Introduction to Snakemake

Last updated on 2026-02-17 | Edit this page

Estimated time: 20 minutes

Overview

Questions

What is a Snakefile?
How do I define a single processing step?
How do I execute a rule?

Objectives

Create a Snakefile.
Write a valid Snakemake rule with input, output, and shell.
Execute a specific target file.

Snakemake Logo

Why Snakemake for CMS?

In CMS analysis, we rarely run a single script. We create an analysis chain: Skimming \(\rightarrow\) Processing \(\rightarrow\) Plotting \(\rightarrow\) Fitting.
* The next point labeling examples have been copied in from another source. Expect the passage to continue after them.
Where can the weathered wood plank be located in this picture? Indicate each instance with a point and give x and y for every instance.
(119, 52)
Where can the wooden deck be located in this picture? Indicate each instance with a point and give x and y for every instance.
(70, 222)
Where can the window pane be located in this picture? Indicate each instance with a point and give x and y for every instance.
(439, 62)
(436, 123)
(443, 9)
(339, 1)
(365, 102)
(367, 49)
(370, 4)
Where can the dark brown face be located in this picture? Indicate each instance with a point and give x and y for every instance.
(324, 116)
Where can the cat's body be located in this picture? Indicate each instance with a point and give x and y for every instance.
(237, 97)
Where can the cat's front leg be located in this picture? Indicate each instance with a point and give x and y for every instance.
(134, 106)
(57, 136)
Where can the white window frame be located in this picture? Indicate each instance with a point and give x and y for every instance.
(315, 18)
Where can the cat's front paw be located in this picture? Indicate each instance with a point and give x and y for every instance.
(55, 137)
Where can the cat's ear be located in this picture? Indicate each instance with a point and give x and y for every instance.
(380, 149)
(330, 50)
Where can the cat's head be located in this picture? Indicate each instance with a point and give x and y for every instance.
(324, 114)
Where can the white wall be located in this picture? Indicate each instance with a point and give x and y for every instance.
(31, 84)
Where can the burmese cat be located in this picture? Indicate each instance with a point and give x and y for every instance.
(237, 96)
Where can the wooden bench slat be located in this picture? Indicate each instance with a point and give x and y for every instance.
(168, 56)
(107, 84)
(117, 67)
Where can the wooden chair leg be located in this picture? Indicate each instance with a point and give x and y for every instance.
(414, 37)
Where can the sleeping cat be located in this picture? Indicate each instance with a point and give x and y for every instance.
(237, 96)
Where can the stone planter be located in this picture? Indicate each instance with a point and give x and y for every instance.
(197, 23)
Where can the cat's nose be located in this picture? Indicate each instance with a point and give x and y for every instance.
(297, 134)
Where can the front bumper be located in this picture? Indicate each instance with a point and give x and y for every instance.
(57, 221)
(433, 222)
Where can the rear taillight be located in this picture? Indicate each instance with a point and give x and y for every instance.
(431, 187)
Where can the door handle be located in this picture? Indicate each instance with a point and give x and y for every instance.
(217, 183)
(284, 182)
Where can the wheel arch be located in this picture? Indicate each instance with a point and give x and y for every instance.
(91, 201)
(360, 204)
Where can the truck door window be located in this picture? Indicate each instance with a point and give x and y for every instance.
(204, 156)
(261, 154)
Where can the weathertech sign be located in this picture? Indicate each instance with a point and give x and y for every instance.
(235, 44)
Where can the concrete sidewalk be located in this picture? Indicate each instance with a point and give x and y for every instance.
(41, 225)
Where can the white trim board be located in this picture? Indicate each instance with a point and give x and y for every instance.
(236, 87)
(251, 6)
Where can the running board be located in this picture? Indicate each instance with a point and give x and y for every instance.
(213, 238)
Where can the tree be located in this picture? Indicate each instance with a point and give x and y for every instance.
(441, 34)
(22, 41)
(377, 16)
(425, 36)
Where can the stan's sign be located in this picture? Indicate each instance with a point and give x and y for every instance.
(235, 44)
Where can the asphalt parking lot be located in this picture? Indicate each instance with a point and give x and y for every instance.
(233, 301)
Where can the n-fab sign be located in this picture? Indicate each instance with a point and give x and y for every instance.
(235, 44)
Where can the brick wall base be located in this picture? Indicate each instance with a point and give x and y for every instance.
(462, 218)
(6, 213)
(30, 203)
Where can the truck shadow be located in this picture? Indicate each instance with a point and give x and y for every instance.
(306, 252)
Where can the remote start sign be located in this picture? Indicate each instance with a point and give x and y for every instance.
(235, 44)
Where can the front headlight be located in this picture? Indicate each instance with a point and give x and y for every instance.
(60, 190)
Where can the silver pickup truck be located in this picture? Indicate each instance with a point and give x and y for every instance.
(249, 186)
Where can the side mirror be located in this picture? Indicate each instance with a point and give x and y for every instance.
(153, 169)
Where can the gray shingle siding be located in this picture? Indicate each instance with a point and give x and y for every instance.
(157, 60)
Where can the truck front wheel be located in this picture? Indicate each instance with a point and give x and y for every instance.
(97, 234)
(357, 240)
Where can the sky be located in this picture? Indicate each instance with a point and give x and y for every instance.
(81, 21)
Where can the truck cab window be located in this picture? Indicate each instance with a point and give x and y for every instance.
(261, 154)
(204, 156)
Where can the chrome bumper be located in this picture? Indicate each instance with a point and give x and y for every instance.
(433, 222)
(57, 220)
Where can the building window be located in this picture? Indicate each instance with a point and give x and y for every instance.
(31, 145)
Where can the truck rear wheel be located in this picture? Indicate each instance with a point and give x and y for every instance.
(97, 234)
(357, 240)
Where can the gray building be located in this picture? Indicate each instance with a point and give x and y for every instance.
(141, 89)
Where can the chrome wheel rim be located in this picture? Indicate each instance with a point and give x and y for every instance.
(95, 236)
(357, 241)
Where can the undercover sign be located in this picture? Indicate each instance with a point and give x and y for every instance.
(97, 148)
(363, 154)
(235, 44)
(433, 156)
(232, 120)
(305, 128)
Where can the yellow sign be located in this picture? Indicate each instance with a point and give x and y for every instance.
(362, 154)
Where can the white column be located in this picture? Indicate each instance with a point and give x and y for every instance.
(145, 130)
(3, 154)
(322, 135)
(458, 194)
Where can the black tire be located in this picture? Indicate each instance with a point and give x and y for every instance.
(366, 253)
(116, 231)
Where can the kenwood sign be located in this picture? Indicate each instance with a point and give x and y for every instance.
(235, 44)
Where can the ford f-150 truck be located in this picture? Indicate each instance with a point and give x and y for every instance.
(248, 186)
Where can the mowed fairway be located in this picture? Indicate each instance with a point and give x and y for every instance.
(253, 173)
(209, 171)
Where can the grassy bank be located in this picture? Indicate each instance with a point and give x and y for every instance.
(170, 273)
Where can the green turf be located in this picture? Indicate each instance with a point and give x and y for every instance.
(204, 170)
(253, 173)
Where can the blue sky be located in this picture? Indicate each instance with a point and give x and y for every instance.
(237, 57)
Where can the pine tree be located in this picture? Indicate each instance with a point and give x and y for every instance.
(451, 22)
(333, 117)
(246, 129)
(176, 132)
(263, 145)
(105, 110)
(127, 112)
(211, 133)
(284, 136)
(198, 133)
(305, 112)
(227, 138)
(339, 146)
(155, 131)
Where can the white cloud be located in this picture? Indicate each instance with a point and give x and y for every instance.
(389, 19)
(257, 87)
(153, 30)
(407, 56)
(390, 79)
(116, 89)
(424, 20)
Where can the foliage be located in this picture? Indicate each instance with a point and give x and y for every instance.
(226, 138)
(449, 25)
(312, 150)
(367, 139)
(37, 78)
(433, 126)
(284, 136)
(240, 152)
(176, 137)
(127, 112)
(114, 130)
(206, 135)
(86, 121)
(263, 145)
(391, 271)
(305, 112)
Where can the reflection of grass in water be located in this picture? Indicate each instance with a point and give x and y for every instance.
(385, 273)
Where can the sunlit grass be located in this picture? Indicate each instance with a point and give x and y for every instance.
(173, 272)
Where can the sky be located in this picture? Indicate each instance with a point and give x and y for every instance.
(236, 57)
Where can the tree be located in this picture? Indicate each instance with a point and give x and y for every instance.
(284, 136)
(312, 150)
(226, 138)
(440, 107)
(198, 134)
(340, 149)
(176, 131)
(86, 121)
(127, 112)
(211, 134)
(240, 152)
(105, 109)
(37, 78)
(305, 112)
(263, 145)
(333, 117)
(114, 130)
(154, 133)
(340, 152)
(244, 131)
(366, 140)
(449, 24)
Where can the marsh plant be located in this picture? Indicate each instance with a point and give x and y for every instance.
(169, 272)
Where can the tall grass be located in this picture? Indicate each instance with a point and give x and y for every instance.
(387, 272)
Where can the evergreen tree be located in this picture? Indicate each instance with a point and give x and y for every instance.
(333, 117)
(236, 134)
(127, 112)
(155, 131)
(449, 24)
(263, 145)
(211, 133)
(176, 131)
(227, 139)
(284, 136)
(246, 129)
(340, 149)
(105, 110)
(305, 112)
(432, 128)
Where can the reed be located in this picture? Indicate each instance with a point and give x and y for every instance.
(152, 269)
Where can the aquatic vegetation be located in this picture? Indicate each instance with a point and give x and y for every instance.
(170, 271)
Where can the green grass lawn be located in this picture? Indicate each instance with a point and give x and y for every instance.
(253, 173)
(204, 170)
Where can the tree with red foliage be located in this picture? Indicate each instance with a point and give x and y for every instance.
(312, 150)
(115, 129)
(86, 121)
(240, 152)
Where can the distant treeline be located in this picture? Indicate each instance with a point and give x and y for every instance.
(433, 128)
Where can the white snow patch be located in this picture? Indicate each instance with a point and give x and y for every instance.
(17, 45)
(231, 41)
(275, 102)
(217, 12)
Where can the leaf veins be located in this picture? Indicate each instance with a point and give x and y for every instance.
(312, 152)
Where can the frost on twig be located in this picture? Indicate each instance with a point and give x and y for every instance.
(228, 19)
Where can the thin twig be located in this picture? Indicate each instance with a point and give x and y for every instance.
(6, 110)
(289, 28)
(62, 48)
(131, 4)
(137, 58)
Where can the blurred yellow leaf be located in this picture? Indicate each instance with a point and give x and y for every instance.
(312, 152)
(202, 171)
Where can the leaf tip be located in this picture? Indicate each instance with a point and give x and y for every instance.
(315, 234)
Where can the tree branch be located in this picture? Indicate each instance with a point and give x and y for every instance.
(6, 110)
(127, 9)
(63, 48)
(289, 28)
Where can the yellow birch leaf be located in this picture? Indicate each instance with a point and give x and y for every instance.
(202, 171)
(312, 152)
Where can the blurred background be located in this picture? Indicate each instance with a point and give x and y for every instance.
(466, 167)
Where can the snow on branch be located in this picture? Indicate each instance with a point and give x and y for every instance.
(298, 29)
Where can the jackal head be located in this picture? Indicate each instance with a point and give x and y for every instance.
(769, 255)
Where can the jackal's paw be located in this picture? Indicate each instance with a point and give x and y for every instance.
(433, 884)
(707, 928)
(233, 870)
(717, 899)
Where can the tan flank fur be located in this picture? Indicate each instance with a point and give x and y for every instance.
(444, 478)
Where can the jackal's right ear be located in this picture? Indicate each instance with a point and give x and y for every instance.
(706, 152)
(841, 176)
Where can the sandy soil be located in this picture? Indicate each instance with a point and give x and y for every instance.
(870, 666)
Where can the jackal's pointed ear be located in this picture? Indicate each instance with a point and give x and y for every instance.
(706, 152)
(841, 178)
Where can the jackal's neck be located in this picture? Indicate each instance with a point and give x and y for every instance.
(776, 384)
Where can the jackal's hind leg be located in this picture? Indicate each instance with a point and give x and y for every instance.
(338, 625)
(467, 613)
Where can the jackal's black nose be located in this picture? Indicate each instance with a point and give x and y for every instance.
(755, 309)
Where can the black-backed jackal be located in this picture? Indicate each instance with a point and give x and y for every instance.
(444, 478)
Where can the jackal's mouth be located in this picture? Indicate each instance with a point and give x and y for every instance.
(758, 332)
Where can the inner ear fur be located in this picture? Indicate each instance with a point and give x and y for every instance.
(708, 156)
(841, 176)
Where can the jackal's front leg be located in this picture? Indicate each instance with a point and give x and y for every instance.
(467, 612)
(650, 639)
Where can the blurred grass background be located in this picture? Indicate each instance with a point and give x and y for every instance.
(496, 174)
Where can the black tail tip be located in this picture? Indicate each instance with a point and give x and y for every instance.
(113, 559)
Traditionally, we managed this with “Mega-Bash” scripts or by manually submitting JDL files to HTCondor/Slurm.

Key Advantages

Portability: Works on your laptop, LXPLUS, or the LPC with the same code.
Environment Management: Seamless integration with Containers (Apptainer/Singularity) and Conda.
Visualization: It automatically generates a “map” (Directed Acyclic Graph or DAG) of your analysis.

Snakemake vs. LAW (Luigi Analysis Workflow): A bias comparison

Boilerplate: LAW is based on Luigi and requires significant Python boilerplate for every task. Snakemake uses a “Domain Specific Language” (DSL) that is much closer to plain English or a configuration file.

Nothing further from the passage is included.